July 22, 2020 | Unregistered CommenterKen Winkes

@Ken Winkes: The trouble with your reverie is that if you led a masked troop of Winkes Warriors into the White House to round up the usual suspects, you would find that all of them already had committed crimes & misdemeanors while in office (and many before they got there). You can't "pre-arrest" someone who's already done the deed.

July 22, 2020 | Registered CommenterMarie Burns

Just another poo flinging day in the jungle. With so many major cities having Democratic leadership, will Trump run out of knuchledraggers before he can strike them all?

It would be great if he'd get distracted from all these distractions.

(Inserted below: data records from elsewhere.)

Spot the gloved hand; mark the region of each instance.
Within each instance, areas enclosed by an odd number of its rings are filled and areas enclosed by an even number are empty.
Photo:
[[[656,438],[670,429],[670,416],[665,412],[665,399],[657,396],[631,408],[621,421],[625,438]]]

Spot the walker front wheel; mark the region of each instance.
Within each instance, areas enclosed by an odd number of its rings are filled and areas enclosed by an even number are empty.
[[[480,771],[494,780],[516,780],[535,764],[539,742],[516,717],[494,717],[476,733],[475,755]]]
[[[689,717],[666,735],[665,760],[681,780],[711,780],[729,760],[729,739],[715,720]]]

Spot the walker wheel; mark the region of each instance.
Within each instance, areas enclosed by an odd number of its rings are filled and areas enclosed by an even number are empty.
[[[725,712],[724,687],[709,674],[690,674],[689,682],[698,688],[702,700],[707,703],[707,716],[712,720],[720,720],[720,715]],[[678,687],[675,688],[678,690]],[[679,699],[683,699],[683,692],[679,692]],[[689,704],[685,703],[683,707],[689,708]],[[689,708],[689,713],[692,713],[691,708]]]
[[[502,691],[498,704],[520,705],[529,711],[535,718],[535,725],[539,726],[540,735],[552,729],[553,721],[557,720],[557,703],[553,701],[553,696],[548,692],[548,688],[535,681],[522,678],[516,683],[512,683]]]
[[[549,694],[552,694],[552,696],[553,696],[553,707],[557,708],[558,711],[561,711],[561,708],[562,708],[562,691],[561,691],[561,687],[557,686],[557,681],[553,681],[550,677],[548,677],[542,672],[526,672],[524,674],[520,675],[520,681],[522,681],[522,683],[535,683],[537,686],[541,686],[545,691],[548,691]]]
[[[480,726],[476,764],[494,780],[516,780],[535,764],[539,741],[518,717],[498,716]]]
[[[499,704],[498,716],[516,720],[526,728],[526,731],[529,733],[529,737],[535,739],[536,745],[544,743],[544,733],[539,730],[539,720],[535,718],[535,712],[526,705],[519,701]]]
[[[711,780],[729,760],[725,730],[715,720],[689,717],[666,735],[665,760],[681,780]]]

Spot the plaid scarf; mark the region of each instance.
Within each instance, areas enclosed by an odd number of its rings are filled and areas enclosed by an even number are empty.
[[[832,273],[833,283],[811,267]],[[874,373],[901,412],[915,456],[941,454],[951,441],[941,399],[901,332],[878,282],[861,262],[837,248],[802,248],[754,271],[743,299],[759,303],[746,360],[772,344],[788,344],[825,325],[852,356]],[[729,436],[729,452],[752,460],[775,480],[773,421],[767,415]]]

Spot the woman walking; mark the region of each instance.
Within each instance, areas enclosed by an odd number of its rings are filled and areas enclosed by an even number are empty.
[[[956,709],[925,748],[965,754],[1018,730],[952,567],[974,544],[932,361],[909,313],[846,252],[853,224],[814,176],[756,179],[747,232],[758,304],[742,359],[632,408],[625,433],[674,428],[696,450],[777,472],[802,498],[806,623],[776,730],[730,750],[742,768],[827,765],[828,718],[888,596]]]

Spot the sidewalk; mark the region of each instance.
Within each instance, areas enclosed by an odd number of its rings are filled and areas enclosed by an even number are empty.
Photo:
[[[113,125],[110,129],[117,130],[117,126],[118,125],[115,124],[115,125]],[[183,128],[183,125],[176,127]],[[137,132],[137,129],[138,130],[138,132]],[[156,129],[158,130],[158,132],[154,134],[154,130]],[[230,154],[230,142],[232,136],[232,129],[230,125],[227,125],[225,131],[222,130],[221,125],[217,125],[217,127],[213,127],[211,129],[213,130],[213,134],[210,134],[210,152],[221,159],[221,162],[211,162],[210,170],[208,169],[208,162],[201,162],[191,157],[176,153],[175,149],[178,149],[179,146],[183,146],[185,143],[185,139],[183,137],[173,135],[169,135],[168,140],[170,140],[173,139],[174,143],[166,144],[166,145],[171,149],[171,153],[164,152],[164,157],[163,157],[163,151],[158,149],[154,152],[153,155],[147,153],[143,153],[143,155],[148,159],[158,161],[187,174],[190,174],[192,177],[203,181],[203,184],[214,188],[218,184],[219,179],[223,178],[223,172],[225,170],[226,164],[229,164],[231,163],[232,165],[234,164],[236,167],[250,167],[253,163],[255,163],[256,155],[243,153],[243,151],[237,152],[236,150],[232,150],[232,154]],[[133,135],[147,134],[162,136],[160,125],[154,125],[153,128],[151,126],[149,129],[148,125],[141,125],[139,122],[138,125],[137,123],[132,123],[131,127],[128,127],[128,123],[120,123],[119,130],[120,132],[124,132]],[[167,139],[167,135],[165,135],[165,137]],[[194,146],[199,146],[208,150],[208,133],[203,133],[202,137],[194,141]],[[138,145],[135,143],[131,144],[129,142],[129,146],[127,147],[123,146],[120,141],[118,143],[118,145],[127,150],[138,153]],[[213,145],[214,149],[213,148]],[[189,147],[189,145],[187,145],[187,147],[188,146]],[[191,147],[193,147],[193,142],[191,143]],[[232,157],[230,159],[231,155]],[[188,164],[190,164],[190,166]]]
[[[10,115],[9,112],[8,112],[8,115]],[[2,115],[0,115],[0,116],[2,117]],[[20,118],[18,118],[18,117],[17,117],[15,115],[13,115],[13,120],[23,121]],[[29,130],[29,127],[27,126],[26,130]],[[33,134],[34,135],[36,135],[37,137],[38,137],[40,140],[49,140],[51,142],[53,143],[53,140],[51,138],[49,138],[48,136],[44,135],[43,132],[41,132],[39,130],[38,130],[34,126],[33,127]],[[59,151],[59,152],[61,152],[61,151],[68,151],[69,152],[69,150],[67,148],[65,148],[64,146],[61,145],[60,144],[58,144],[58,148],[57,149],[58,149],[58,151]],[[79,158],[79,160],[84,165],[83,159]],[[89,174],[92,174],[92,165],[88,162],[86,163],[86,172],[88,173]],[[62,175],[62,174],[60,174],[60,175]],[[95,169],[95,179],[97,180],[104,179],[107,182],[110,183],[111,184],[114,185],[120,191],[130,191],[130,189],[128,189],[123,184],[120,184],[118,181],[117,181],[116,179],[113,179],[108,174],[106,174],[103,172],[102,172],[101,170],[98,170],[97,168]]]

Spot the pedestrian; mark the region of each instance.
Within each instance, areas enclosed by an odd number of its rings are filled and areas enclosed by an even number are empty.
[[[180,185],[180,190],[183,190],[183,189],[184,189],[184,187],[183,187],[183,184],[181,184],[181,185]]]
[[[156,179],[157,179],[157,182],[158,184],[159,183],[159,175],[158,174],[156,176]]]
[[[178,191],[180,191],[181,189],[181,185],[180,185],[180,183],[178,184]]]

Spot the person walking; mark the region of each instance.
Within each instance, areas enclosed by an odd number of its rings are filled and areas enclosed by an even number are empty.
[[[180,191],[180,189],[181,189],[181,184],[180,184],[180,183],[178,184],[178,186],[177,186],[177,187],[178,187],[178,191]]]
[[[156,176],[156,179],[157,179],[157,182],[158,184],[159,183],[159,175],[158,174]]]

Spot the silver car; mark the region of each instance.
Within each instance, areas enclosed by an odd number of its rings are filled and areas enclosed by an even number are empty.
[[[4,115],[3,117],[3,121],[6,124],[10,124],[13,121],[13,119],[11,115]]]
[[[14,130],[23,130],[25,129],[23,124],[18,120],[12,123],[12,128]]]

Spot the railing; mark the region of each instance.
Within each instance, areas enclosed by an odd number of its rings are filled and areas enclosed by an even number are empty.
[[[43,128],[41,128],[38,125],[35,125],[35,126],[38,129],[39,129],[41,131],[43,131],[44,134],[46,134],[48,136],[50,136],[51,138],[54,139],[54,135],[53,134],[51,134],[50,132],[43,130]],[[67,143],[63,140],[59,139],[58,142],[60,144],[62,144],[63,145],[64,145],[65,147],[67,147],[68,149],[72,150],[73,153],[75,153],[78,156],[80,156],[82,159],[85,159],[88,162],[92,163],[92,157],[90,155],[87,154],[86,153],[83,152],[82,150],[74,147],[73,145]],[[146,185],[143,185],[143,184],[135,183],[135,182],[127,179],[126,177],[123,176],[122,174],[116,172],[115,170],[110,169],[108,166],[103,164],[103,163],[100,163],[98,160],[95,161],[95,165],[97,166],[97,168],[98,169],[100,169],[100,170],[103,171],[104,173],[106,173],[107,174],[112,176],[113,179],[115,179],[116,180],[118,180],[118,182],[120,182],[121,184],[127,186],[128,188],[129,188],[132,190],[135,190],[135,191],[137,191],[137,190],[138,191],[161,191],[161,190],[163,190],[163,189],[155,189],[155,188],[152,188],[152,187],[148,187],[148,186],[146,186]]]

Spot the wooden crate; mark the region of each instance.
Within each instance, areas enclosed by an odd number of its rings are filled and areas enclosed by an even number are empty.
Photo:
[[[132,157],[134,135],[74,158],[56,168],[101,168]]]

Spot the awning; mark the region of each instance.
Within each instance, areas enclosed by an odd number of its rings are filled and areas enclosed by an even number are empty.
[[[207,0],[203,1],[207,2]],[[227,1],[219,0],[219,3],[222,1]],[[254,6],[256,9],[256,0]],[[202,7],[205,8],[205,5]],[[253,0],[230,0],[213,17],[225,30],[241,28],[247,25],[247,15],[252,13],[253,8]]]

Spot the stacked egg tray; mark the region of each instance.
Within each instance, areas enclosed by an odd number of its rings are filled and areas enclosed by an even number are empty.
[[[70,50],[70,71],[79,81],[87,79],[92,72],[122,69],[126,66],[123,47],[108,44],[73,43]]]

July 22, 2020 | Unregistered CommenterBobby Lee

Okay, my tinfoil hat has emerged again. Maybe the White House press corps has been somehow threatened with total banishment from the White House grounds if they dare ask about the Russian bounties? How else to explain that no one has dared ask? Though you think such a threat would become a huge story to report on itself. But there's no reasonable answer. Maybe the White House press corps should become the central actors in this story itself.